Now we have a very precise definition for dma-ranges in the same
language as the rest, and we can identify every involved node as
'initiator', 'target' or 'bridge'

> > It is computable that ops from initator2 -> target flow through
> > interconnect0, interconnect1, and then are delivered to target.
> > 
> > It has a fair symmetry with the interrupt-parent mechanism..
> 
> Although that language is rather different from mine, I think my
> proposal could describe this.  

Yes, I think it did, I was mostly thinking to tighten up the language.

> It doesn't preclude multi-rooted trees etc.; we could give a CPU a
> "slaves" property to override the default child for transaction
> rooting (which for CPUs is / -- somewhat illogical, but that's the
> way ePAPR has it).

Right..

> There's no reason why buses can't be cross-connected using slaves
> properties.  I'd avoided such things so far, because it introduces
> new cycle risks, such as
> socket at 0 -> cross -> socket at 1 -> cross -> socket at 0 in the following.

That is actually really how hardware works though. The socket-routers
are configured to not have cycles on an address-by-address basis, but
the actual high level topology is cyclic.

> / {
> 	cpus {
> 		cpu at 0 {
> 			slaves = <&socket0_interconnect>;
> 		};
> 		cpu at 1 {
> 			slaves = <&socket0_interconnect>;
> 		};
> 		cpu at 2 {
> 			slaves = <&socket1_interconnect>;
> 		};
> 		cpu at 3 {
> 			slaves = <&socket1_interconnect>;
> 		};
> 	};
> 

So, this has dis-aggregated the sockets, which looses the coherent
address view.

I feel it is important to have a single top level node that represents
the start point for *any* CPU issued transaction. This is the coherent
memory space of the system. The DT tree follows a representative
physical topology, eg from the cpu0, socket 0 view.

Knowing affinity should be computable later on top of that.

> Of course, nothing about this tells an OS anything about affinity,
> except what it can guess from the number of nodes that must be traversed
> between two points -- which may be misleading, particular if extra nodes
> are inserted in order to describe mappings and linkages.

Right, now you have to start adding a 'cost' to edges in the graph :)

Or maybe this is wrong headed and nodes should simply have an
 affinity = <&cpu0 &cpu1 &memory0 &memory1>

> Cycles could be avoided via the cross-connector ranges properties -- I
> would sincerely hope that the hardware really does something
> equivalent -- but then you cannot answer questions like "is the path
> from X to Y cycle-free" without also specifying an address.

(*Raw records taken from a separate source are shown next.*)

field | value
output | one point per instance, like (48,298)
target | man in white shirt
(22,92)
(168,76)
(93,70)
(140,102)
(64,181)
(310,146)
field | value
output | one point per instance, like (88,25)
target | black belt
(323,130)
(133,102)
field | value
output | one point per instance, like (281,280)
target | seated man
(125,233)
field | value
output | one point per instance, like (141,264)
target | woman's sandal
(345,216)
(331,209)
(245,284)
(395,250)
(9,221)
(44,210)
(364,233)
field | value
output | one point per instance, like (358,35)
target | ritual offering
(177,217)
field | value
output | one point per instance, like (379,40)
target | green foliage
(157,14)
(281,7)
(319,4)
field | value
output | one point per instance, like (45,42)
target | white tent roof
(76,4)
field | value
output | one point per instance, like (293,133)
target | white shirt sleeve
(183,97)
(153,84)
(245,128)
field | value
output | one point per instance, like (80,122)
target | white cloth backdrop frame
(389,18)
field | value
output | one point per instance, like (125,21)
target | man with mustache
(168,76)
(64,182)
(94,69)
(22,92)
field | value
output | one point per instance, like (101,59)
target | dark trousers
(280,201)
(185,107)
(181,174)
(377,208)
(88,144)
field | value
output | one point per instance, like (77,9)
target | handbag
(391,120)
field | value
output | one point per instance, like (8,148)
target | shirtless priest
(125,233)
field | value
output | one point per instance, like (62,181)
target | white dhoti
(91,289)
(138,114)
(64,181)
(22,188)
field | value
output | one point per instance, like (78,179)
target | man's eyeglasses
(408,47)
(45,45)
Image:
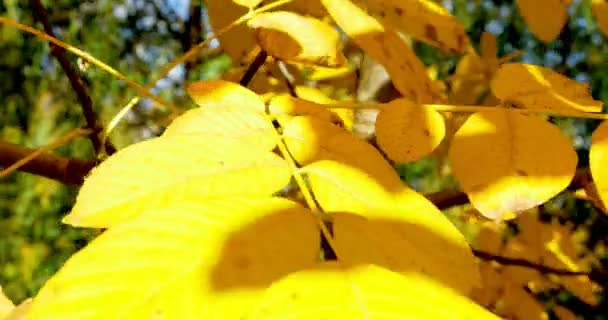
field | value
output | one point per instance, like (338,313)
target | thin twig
(76,82)
(253,68)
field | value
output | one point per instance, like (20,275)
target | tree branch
(76,82)
(65,170)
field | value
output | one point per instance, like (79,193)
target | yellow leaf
(248,3)
(6,305)
(221,93)
(424,20)
(336,291)
(385,46)
(315,95)
(250,127)
(600,12)
(506,162)
(205,259)
(239,40)
(163,170)
(598,160)
(292,37)
(311,139)
(534,87)
(545,18)
(284,107)
(407,131)
(398,229)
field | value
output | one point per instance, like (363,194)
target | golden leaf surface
(388,48)
(337,291)
(292,37)
(406,131)
(598,161)
(202,259)
(535,87)
(398,229)
(310,139)
(544,18)
(600,12)
(250,127)
(162,170)
(221,93)
(424,20)
(507,162)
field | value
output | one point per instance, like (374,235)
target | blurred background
(137,37)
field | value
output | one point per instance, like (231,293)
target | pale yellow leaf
(600,12)
(6,305)
(248,3)
(221,93)
(248,126)
(507,162)
(388,48)
(292,37)
(239,41)
(398,229)
(205,259)
(535,87)
(407,131)
(598,161)
(159,171)
(424,20)
(544,18)
(311,139)
(336,291)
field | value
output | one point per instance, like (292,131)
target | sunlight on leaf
(292,37)
(398,229)
(535,87)
(250,127)
(598,161)
(544,18)
(506,162)
(388,48)
(204,259)
(407,131)
(338,291)
(220,93)
(163,170)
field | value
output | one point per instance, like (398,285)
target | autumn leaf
(535,87)
(338,291)
(546,27)
(292,37)
(388,48)
(163,170)
(407,131)
(200,259)
(598,158)
(506,161)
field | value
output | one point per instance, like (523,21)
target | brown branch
(65,170)
(76,82)
(449,198)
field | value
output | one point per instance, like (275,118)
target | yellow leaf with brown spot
(506,162)
(341,291)
(292,37)
(407,131)
(544,18)
(598,161)
(388,48)
(424,20)
(600,12)
(221,93)
(535,87)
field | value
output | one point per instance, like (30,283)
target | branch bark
(69,171)
(76,82)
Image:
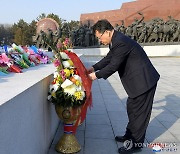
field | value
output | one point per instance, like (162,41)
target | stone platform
(108,116)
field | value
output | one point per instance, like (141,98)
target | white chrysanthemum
(64,55)
(83,95)
(79,88)
(56,74)
(54,87)
(66,64)
(66,83)
(70,89)
(77,77)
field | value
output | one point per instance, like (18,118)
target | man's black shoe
(121,138)
(124,150)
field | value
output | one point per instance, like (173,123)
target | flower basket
(70,93)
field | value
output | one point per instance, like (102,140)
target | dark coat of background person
(133,65)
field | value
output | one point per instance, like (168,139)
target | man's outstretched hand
(90,70)
(92,76)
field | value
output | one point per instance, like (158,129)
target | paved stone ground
(108,116)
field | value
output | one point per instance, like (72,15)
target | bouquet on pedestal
(66,89)
(70,91)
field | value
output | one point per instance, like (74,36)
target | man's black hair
(101,26)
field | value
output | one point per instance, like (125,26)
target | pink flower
(56,63)
(63,74)
(59,45)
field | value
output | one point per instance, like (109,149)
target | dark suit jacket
(136,71)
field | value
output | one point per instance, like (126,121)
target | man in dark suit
(138,76)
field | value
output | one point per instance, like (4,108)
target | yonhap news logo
(157,146)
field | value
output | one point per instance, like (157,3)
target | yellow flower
(78,95)
(78,83)
(71,71)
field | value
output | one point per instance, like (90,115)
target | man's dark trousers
(139,112)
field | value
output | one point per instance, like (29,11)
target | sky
(12,11)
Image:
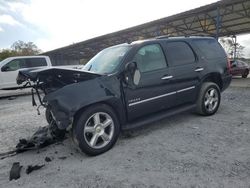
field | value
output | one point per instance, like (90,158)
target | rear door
(153,91)
(9,72)
(184,69)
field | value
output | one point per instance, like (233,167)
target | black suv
(129,85)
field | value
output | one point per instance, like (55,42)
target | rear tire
(96,130)
(245,74)
(209,99)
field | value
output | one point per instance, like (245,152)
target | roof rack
(163,36)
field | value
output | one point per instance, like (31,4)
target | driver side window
(14,65)
(150,58)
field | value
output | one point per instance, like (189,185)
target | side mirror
(5,68)
(132,74)
(131,67)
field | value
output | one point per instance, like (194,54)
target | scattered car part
(31,168)
(15,171)
(43,137)
(48,159)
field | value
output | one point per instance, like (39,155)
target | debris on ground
(31,168)
(43,137)
(48,159)
(62,158)
(12,98)
(15,171)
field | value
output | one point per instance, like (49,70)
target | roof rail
(163,36)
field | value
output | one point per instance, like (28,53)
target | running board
(157,116)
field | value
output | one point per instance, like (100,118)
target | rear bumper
(226,80)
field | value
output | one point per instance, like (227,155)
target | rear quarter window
(209,48)
(179,53)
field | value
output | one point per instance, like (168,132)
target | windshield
(107,60)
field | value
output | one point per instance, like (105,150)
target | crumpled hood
(54,78)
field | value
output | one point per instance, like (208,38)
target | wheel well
(216,78)
(81,110)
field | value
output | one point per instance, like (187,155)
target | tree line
(20,48)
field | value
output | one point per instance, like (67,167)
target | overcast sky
(52,24)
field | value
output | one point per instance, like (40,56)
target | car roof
(167,38)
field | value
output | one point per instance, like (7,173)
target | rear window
(210,48)
(179,53)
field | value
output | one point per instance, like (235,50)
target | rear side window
(210,48)
(36,62)
(14,65)
(150,58)
(179,53)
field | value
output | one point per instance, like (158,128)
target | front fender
(67,101)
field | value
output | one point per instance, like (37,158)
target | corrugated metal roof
(231,16)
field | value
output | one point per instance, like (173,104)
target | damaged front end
(55,88)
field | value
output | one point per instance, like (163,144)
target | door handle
(166,77)
(199,69)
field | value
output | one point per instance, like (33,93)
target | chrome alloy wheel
(99,130)
(211,99)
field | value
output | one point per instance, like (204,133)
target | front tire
(209,99)
(96,130)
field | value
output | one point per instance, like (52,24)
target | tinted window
(210,48)
(35,62)
(150,58)
(107,60)
(179,53)
(14,65)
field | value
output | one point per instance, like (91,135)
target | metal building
(223,18)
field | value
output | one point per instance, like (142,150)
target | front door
(153,91)
(9,72)
(185,69)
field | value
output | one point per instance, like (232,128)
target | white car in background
(10,67)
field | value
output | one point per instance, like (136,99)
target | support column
(218,23)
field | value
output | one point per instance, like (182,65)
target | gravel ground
(186,150)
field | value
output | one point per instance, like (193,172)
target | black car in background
(130,85)
(239,68)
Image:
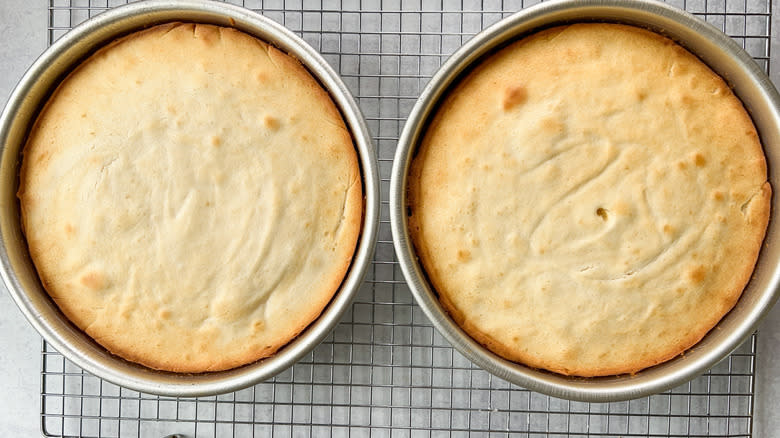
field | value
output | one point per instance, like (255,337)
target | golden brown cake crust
(191,198)
(590,200)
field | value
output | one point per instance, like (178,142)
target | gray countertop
(23,26)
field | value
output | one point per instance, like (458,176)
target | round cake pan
(18,272)
(726,58)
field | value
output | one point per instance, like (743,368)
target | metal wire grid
(384,371)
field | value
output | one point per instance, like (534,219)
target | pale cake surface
(590,200)
(191,198)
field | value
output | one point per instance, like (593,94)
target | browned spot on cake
(551,125)
(514,96)
(93,280)
(698,160)
(697,274)
(271,123)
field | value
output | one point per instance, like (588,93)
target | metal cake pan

Correct, and that is how HW works.

The DT description for a bridge might actually need to include address
based routing :(

next-hop = <BASE SIZE &target
            BASE SIZE &memory>

> The downside of this approach is that the DT is unparseable to any
> parser that doesn't understand the new concepts.

This is why I feel the top level 'coherent view' node is so
important. It retains the compatability.

Or go back to the suggestion I gave last time - keep the DT tree
basically as-is today and store a graph edge list separately.

Jason